Trump had started the week seeking to preempt any potentially damaging testimony through tweets blaming the Obama administration for giving Flynn a security clearance and urging that Yates be questioned about whether she was responsible for leaks about him.

“Ask Sally Yates, under oath, if she knows how classified information got into the newspapers soon after she explained it to W.H. Counsel,” Trump tweeted.

Republican Senator Chuck Grassley of Iowa, chairman of the Senate Judiciary Committee, did just that, asking both Yates and Clapper whether they leaked information about Flynn’s contacts with the Russian ambassador or authorized anyone else to do so. Both answered no and said they didn’t know how the information ended up in news reports.

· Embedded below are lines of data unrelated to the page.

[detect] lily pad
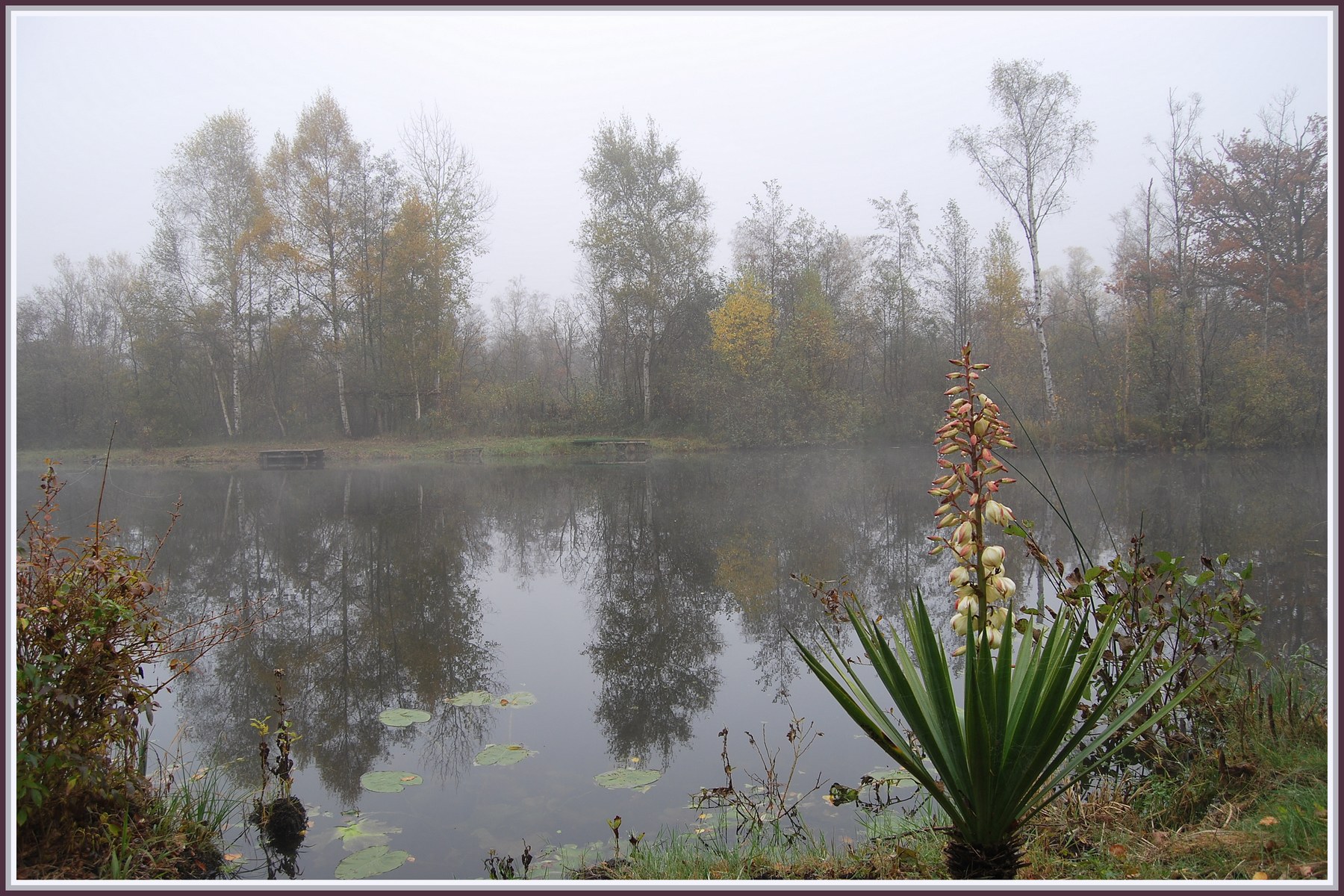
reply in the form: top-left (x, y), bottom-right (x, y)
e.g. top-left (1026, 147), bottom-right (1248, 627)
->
top-left (864, 768), bottom-right (918, 787)
top-left (494, 691), bottom-right (536, 709)
top-left (472, 744), bottom-right (536, 765)
top-left (593, 768), bottom-right (662, 791)
top-left (359, 771), bottom-right (425, 794)
top-left (336, 846), bottom-right (411, 880)
top-left (336, 818), bottom-right (402, 853)
top-left (378, 706), bottom-right (430, 728)
top-left (445, 691), bottom-right (497, 706)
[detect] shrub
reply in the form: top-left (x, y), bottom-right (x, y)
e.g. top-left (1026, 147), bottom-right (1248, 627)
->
top-left (15, 459), bottom-right (264, 876)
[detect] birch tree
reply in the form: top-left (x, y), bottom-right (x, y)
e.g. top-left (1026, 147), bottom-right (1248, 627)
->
top-left (152, 111), bottom-right (266, 437)
top-left (575, 116), bottom-right (714, 425)
top-left (266, 91), bottom-right (363, 437)
top-left (951, 59), bottom-right (1097, 422)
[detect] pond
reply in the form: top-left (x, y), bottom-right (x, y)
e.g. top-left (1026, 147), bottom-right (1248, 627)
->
top-left (17, 447), bottom-right (1328, 883)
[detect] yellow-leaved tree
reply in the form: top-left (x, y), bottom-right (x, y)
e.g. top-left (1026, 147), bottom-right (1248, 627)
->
top-left (709, 274), bottom-right (776, 379)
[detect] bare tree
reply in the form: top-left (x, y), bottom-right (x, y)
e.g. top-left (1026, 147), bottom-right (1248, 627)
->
top-left (951, 59), bottom-right (1097, 420)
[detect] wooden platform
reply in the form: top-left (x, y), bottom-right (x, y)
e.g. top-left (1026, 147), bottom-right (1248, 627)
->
top-left (447, 447), bottom-right (481, 464)
top-left (594, 439), bottom-right (649, 462)
top-left (257, 449), bottom-right (326, 470)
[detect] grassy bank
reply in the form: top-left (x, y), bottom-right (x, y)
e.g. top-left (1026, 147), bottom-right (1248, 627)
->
top-left (16, 435), bottom-right (727, 470)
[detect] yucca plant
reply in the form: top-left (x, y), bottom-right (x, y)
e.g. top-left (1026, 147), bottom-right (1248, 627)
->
top-left (790, 344), bottom-right (1213, 879)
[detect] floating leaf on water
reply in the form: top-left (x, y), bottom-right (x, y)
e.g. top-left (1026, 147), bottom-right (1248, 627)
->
top-left (593, 768), bottom-right (662, 790)
top-left (865, 768), bottom-right (917, 787)
top-left (445, 691), bottom-right (497, 706)
top-left (359, 771), bottom-right (425, 794)
top-left (336, 818), bottom-right (402, 852)
top-left (472, 744), bottom-right (536, 765)
top-left (378, 706), bottom-right (430, 728)
top-left (494, 691), bottom-right (536, 709)
top-left (336, 846), bottom-right (410, 880)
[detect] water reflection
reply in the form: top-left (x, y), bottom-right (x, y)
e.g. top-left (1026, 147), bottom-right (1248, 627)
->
top-left (147, 470), bottom-right (497, 805)
top-left (17, 449), bottom-right (1327, 877)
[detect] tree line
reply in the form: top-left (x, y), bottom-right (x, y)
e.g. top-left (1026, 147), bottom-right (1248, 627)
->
top-left (15, 60), bottom-right (1328, 447)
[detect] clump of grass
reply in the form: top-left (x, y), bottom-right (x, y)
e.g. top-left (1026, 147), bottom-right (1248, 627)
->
top-left (575, 830), bottom-right (942, 880)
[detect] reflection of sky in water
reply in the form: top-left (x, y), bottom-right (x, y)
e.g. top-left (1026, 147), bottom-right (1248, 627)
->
top-left (19, 449), bottom-right (1325, 883)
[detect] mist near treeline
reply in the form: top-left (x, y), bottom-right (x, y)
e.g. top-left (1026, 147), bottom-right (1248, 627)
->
top-left (15, 60), bottom-right (1328, 450)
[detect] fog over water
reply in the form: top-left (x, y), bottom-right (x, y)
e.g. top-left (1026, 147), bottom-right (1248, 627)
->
top-left (19, 449), bottom-right (1328, 881)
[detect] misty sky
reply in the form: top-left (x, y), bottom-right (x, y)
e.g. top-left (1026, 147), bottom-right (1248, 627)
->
top-left (7, 8), bottom-right (1336, 308)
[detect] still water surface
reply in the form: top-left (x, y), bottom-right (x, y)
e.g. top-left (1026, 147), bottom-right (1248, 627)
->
top-left (26, 449), bottom-right (1327, 883)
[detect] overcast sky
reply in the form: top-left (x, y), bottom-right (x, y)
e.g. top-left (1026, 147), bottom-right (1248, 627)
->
top-left (7, 8), bottom-right (1336, 306)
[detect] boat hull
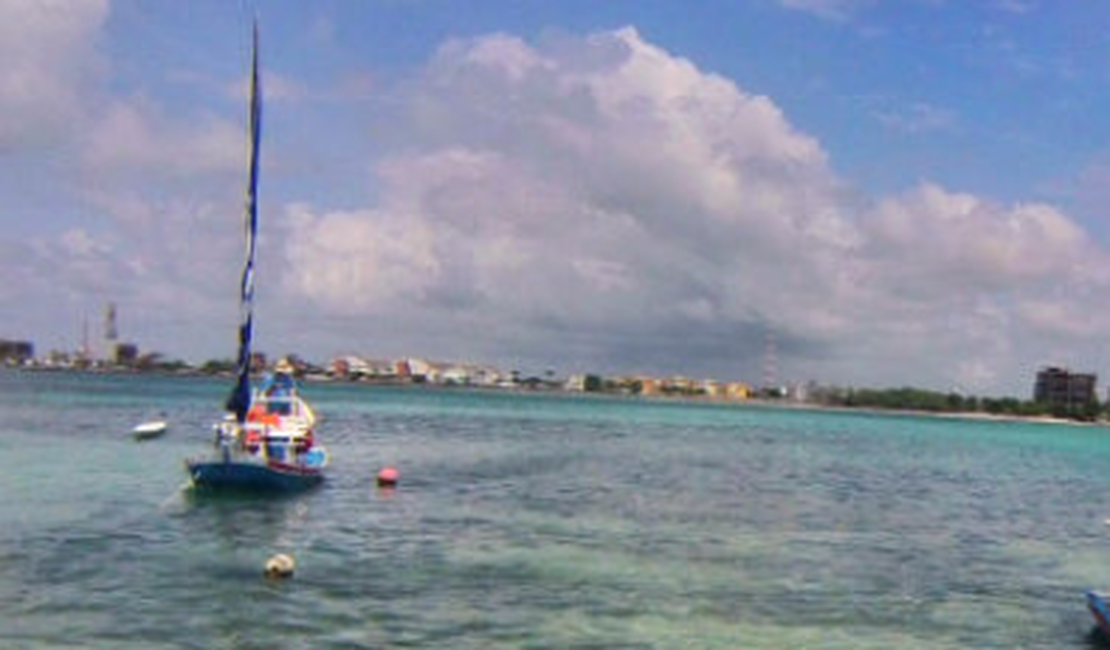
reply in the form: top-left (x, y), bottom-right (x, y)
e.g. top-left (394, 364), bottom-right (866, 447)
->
top-left (185, 459), bottom-right (324, 492)
top-left (131, 422), bottom-right (169, 440)
top-left (1087, 591), bottom-right (1110, 639)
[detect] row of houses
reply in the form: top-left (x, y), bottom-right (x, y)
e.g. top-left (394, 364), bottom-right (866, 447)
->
top-left (330, 356), bottom-right (516, 386)
top-left (566, 375), bottom-right (753, 399)
top-left (327, 355), bottom-right (753, 399)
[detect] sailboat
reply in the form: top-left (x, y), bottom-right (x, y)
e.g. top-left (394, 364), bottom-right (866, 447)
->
top-left (185, 23), bottom-right (327, 491)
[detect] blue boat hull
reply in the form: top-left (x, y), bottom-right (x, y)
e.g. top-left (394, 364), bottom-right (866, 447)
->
top-left (185, 459), bottom-right (324, 492)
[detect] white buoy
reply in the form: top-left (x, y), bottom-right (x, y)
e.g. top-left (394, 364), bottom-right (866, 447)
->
top-left (265, 553), bottom-right (296, 578)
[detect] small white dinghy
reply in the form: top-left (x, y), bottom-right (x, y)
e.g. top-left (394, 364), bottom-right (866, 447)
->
top-left (131, 419), bottom-right (170, 440)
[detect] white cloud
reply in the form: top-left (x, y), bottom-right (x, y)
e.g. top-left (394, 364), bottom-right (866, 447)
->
top-left (273, 29), bottom-right (1110, 389)
top-left (82, 97), bottom-right (245, 175)
top-left (0, 18), bottom-right (1110, 390)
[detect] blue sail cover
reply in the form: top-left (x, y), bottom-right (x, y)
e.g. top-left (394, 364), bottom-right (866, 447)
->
top-left (226, 22), bottom-right (262, 423)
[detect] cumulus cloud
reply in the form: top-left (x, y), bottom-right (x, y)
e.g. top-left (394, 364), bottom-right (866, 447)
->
top-left (0, 13), bottom-right (1110, 392)
top-left (270, 29), bottom-right (1108, 388)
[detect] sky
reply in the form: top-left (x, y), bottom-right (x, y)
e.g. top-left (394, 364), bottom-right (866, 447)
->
top-left (0, 0), bottom-right (1110, 396)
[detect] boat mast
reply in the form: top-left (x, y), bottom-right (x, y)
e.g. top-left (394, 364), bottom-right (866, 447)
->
top-left (226, 20), bottom-right (262, 424)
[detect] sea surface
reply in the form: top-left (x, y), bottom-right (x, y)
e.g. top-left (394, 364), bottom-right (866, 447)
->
top-left (0, 372), bottom-right (1110, 650)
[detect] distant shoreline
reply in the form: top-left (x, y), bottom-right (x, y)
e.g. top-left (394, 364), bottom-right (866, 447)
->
top-left (0, 366), bottom-right (1110, 427)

Some senators sought to focus the discussion on the “unmasking” of U.S. persons such as Flynn in intelligence reports after they are overheard or mentioned in surveillance of foreign intelligence targets. Clapper defended the unmasking of Americans, who normally aren’t mentioned by name in the reports, as important in some cases to understand what the foreign targets were trying to do.

‘Huge Deal

"I did feel an obligation as DNI that I should attempt to understand the context in who this person was," said Clapper, who left office at the end of the Obama administration on Jan. 20. He said there was a big difference between unmasking a name and leaking it to the public, which he agreed was a crime. He sought to steer the focus of the hearing toward what he described as Russia’s continuing efforts to undermine democracies by interfering in elections in the U.S. and Europe.

“That to me is a huge deal,” Clapper said. “They are going to continue to do it and why not? It proved successful."

Yates also was challenged by Republican Senator John Cornyn of Texas on her refusal to defend Trump’s initial travel ban in court, a decision that led to her firing.

She defended the decision to overrule the department’s own experts on whether an executive order is constitutional, pointing to her 2015 testimony during her confirmation hearing to be deputy attorney general that she would be willing to tell a president "no."

"All arguments have to be based on truth," she said, adding that she concluded that Trump’s order, which would have banned entry to the U.S. from seven predominantly Muslim countries, “was not lawful."
Cornyn said her decision to countermand the president’s order on policy grounds was “enormously disappointing.”

"I believed that it was unlawful,” she replied.